No âmbito da segunda edição do Transatlantic Business Summit (TBS), que se realizará dia 6 de Dezembro, o presidente da Câmara de Comércio Americana em Portugal – AmCham Portugal (que organiza o TBS), António Martins da Costa, explica, em entrevista ao ECO, a importância das relações transatlânticas para a economia do mundo.
O responsável pela AmCham Portugal desvendou, ainda, alguns dos temas que estarão em destaque nesta edição, nomeadamente a visão geopolítica do mundo, a guerra entre a Ucrânia e a Rússia e a segurança no mundo empresarial como potenciadora das relações entre países.
O que se pode esperar desta segunda edição do TBS? Qual a importância de um evento como este para os empresários? Qual o futuro das relações diplomáticas? Pode saber as respostas de António Martins da Costa a estas e outras questões na entrevista abaixo.
Quais as expectativas para a nova edição da Transatlantic Business Summit?
Atendendo ao sucesso da primeira edição em 2021, esperamos ver este evento consolidar-se como um marco anual na agenda das relações transatlânticas. Neste ano, prevemos uma adesão ainda mais alargada de participantes, considerando o nível dos oradores nacionais e internacionais presentes e a importância dos temas em discussão, em face dos tempos que vivemos.
Tem um painel de oradores de enorme relevância, estes são momentos que os empresários devem aproveitar para aprofundar conhecimentos?
Sem dúvida. São momentos não só de partilha de informação, mas também de discussão sobre novas realidades deste mundo em mudança, dentro de um ambiente de networking de elevada qualidade.
Com o mundo atual, uma conferência com esta dimensão ganha ainda mais importância?
O mundo está mais VUCA: volatile, uncertain, complex and ambiguous (volátil, incerto, complexo e ambíguo). Só com uma discussão construtiva e criativa entre parceiros que partilham a mesma visão sobre os assuntos essenciais para as sociedades – como é o caso dos presentes neste evento -, a par de um diálogo com os que têm visões diferentes, se poderá aspirar a um futuro mais promissor para a humanidade
Acha que podemos esperar um diálogo franco e proveitoso para as relações entre Portugal, EUA e Europa?
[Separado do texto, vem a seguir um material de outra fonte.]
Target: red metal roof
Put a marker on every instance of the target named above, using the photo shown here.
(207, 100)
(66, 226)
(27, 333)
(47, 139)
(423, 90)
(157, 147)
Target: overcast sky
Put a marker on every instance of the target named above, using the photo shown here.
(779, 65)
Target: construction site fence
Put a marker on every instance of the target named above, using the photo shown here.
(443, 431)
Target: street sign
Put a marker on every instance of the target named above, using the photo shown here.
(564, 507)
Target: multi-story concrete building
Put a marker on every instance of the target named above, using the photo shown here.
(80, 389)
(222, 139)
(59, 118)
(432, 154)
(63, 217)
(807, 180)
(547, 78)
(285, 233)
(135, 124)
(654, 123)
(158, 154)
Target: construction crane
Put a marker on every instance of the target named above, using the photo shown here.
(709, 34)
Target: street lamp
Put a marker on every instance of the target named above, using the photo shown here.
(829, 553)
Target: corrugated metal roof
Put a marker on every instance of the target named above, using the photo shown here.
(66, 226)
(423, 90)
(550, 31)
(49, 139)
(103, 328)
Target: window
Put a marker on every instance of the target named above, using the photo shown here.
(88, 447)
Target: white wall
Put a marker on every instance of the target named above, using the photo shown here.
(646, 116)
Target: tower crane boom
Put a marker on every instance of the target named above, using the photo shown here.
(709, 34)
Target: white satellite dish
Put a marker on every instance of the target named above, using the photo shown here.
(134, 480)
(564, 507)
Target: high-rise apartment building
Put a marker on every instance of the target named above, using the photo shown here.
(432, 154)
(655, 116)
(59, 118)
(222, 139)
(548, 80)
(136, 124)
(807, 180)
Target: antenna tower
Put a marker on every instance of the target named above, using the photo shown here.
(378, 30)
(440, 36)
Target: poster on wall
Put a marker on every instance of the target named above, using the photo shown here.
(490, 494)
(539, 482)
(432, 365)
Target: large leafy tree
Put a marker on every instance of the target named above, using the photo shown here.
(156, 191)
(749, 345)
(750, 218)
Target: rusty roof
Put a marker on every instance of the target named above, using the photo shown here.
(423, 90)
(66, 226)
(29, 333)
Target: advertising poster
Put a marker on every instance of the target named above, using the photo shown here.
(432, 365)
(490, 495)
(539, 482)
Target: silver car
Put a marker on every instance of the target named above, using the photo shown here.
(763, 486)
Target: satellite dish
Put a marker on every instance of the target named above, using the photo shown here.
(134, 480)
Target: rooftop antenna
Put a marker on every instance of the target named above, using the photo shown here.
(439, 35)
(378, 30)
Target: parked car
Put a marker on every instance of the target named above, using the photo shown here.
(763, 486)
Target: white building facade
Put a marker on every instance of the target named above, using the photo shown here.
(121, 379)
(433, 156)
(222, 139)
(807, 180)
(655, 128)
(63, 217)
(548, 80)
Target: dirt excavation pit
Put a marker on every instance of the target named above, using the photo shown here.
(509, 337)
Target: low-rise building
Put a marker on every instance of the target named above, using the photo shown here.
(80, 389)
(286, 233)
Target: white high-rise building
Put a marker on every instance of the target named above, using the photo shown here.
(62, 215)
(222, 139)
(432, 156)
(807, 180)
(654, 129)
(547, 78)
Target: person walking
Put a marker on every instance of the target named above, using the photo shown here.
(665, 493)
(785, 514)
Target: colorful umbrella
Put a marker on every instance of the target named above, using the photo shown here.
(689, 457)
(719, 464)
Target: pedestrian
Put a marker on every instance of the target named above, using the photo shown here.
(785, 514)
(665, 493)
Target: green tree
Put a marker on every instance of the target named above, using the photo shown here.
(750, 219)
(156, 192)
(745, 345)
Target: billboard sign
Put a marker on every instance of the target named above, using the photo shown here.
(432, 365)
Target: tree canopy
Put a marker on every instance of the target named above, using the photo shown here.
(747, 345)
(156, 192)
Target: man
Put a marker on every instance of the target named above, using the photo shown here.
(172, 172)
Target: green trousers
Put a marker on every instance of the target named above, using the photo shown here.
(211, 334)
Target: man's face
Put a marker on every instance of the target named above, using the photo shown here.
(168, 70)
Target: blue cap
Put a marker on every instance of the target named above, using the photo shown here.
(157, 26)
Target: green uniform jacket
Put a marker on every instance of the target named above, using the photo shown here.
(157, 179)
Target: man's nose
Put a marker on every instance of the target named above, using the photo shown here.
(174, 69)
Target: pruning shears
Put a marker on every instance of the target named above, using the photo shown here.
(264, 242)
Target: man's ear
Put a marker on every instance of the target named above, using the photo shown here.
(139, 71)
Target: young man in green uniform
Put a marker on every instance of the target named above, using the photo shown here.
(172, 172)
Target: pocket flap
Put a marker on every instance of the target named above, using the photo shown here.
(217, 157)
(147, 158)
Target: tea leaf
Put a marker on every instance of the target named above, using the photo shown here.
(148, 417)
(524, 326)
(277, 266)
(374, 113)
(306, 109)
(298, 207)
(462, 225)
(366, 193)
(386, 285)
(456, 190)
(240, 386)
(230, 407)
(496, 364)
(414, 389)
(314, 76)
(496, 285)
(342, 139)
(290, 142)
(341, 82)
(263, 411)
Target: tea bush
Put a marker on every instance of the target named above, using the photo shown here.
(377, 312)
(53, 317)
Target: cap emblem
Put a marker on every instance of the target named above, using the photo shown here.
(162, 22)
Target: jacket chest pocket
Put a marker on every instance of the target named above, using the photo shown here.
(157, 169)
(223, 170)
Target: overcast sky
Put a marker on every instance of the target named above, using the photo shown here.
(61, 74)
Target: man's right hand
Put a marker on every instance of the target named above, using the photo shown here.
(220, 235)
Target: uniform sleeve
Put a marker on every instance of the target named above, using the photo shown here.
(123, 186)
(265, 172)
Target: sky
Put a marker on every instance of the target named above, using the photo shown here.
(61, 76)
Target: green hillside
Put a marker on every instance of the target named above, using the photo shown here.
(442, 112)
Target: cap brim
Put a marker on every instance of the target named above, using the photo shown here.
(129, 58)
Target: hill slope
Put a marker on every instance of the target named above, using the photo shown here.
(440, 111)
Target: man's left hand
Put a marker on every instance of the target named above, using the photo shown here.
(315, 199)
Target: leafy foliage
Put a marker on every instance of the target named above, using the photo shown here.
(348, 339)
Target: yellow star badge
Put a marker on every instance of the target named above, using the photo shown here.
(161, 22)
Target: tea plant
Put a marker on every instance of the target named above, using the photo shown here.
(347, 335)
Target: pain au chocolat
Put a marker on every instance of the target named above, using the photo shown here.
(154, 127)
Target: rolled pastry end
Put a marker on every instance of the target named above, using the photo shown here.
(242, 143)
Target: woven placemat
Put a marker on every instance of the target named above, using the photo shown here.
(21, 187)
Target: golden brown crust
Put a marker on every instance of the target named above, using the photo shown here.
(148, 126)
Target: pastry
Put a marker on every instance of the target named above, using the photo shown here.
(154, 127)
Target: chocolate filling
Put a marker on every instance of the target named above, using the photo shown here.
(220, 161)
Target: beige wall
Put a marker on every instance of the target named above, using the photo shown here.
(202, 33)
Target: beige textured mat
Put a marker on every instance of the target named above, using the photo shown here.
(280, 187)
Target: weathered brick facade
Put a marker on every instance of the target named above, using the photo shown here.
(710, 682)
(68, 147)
A relação transatlântica é, claramente, chave para o desiderato que acabei de mencionar. Os EUA e a Europa partilham, em geral, as mesmas preocupações, têm visões alinhadas nos temas essenciais, mesmo que com a diversidade natural de pontos de vista – o que também ocorre dentro da própria EU -, como é próprio de sociedades democráticas, baseadas no estado de direito, no valor dos direitos humanos, e na livre iniciativa de mercado. Portugal pertence à Europa, mas sempre teve a sua vocação atlântica bem presente. Daí que a realização desta TBS em Portugal é uma forma muito apropriada de conseguir esse diálogo franco e proveitoso.
A guerra da Ucrânia será, sem dúvida, um dos pontos a abordar neste Summit?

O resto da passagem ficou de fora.